This is a little embarrassing to speak of but the truth will out. I saw Stephen King’s “Carrie” in November 1976. This was after having completed the Army’s Airborne and Ranger schools. The embarrassing thing is that it really scared me at the time. Of course, when you’re young and macho, you don’t admit that – at least not to others. I have wanted to read the 1974 novel ever since to see if that would unnerve me too. I just finished reading it, and it scared me even worse than the movie, but not for the reason you might think.
I came away from reading the book thinking, “What did Stephen King do?” because this is what I found on page 215. Let me set the scene.
Carrie is coming home from prom to confront her abusive, insane, religiously fanatical mother. The mother hears the door blow open. She hears steps in the hall. Then she hears the plaster plaques that line the living room exploding. You’ll recognize,
“Christ, the Unseen Guest.” You might recognize, “The Hour Draweth Night.” You will recognize the next one if you were trained in seminary, as I was, in the Kennedy method of evangelism: “If Tonight Became Judgment, Would You Be Ready?” You will most definitely recognize the second one in King’s list of plaster plaques. “What Would Jesus Do?”

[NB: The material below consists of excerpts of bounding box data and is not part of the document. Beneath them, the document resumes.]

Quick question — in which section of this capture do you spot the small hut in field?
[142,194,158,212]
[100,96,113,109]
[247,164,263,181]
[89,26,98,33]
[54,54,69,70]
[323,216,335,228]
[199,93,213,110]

What did Stephen King do? Is he the source of that 1990’s plague? Wikipedia, the source everyone holds in distain but still uses, tells me that the phrase was originally the subtitle of an 1896 novel In His Steps. In 1993 the great-grandson of the author published a contemporary retelling of the novel leaving out the title and using the subtitle that was by then a household expression. The actual W.W. J. D. craze was begun by a Michigan youth group leader. Wikipedia doesn’t say where he got it from. Could it have been from Stephen King? Did he unleash this monster of Pietism on the world?
If nothing else, King places the phrase in the fringe elements of “Christianity,” among people who are a church onto themselves. I say this not based on the other plaques, but based on his portrayal of Carrie’s upbringing and mother. So in 1974 the phrase “What would Jesus do?” could be used to show someone was at best on the outskirts of the Christian faith, but by 1994 if you weren’t using it you were outside of mainstream, popular Christianity.
In the 21st century, overt expressions about Jesus or Christianity or God – even wrongheaded ones like W.W. J. D can’t be used. No, you have to hashtag things, mix words with letters, or anything else that says what the 60s to 70s song said, “Jesus is just alright with me.” (For you gen-Xers, the word “just” in the 60s and 70s didn’t always carry the connation of “only” but was more a cool expression of approval. “That’s just far out.”)
In order to appeal to the masses the scenario has always been the same. Break with the past; say the old thing in a jarring way, and exude the attitude that Jesus or Christianity is benefiting from your coolness. In the case of W.W. J. D. they went far enough in the past that what was old was new. Now it’s old – quaint even – so it’s on to the next thing that will upset the applecart. The story arc of the emerging church – and oh how they love the story, the narrative that speaks of the journey not the goal – the story arc of the emerging church is Stephen King’s Carrie. Christianity is made fun of, shown as flawed and even damaging to people. The only solution is to trash the old. And what will they put in its place? In place of her mother’s warped “Christianity,” King put Carries’ vengeance.
She is the archetype of the bullied kid seeking vengeance. And that’s the ‘spirit’ of the emerging church websites I have visited. Those wounded and wronged by traditional Christianity are to gather here, and we’ll show it what church is really meant to be. Maybe their bracelet should bear the initials W.W.C.D. No the ‘C’ isn’t for “Christ” but “Carrie”.